Avrebbe potuto essere la partita del suo addio anticipato ma Stefano Cuoghi ha rinsaldato la sua panchina. Con un punto all’attivo dopo quattro gare sembrava inevitabile il cambio di modulo e la proposizione dell’annunciato 4-3-3 ma alla fine il tecnico modenese non ha rinnegato il suo passato, proponendo ancora una volta il 3-5-2 che rappresenta ormai un marchio di fabbrica delle sue formazioni. Sul campo è arrivata la risposta del gruppo: “La squadra ha avuto una buona reazione dal punto di vista caratteriale ed abbiamo giocato meglio di altre partite. Tengo a sottolineare che non abbiamo rischiato praticamente mai, tanto che non c’è stata una sola parata del nostro portiere”.

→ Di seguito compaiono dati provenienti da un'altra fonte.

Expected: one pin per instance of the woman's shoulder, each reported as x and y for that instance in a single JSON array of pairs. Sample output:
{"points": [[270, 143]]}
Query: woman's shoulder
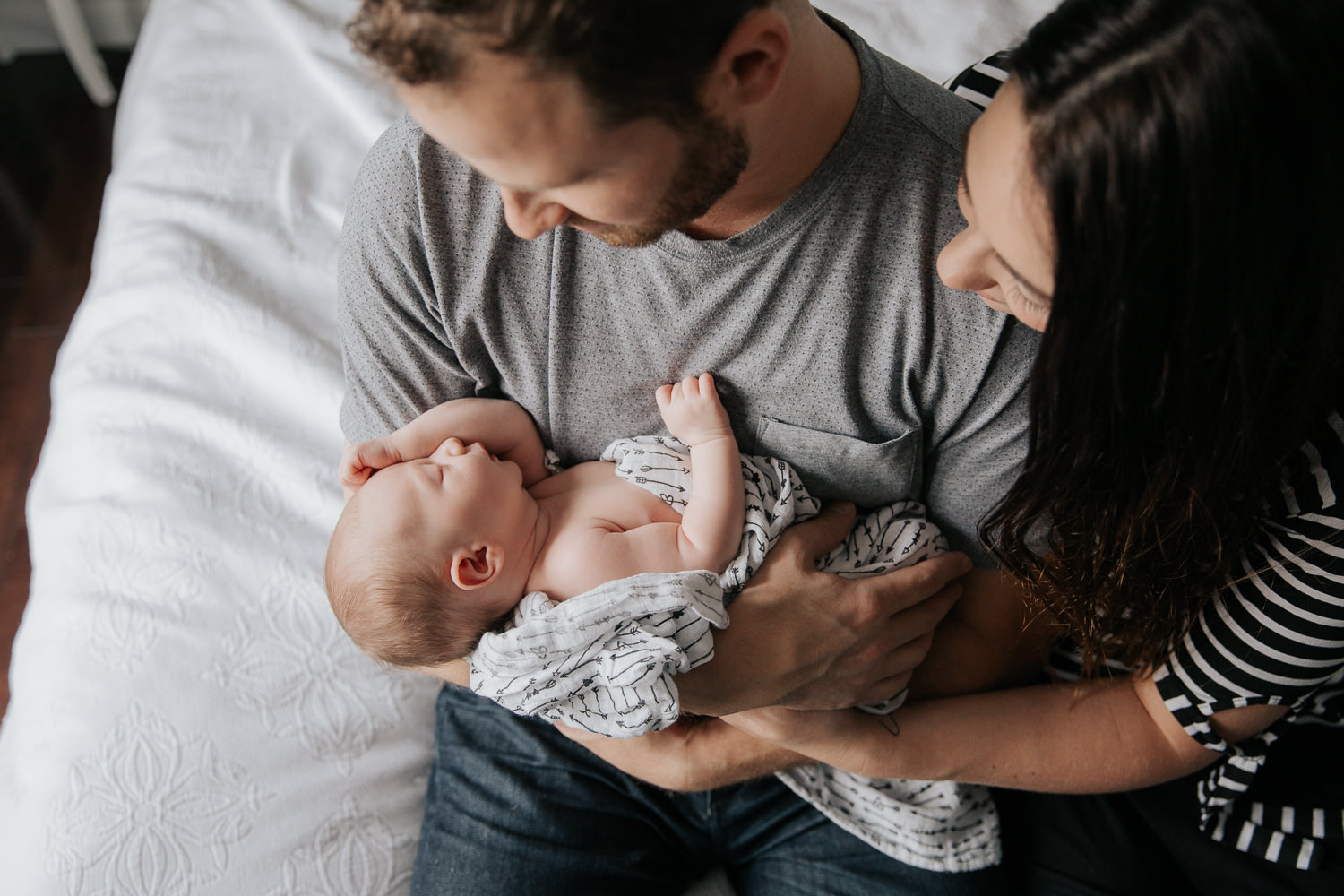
{"points": [[1314, 476]]}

Il vero torto della Paganese è stato quello di avere gettato alle ortiche le occasioni giuste per centrare il possibile 2-0: “Avevamo l’ansia addosso dopo le ultime tre gare perse in malo modo. In queste settimane sono state dette tante cose non giuste sul nostro conto e non sono state riconosciute alcune prove di buon livello. Come gioco, ad esempio, avevamo fatto ancora meglio con la Reggina, che peraltro a mio avviso è una signora squadra”.
La soddisfazione è mitigata proprio dagli errori che avrebbero potuto consentire al Messina di raggiungere in extremis il pareggio: “Abbiamo portato a casa il risultato ma sbagliando troppe occasioni da gol. Eravamo messi bene in campo, ho visto tanto sacrificio da parte dei ragazzi ma non si possono sprecare tutte quelle opportunità in contropiede. Avremmo potuto pagare quegli errori con gli interessi. È vero, lo ripeto: dopo le ultime tre sconfitte avevamo tanta paura addosso ma non basta a giustificare quelle imprecisioni”.
Cuoghi ha poi dedicato un pensiero al suo passato in riva allo Stretto: “Per abitudine non parlo mai degli avversari, ma per Messina città ed i suoi tifosi straordinari faccio un’eccezione. Il giallorosso mi è rimasto nel cuore dopo due anni indimenticabili. Ho chiesto ai dirigenti avversari di salutarmi idealmente Messina. Adesso si gioca al San Filippo ma l’atmosfera del vecchio “Celeste” era il massimo della vita”.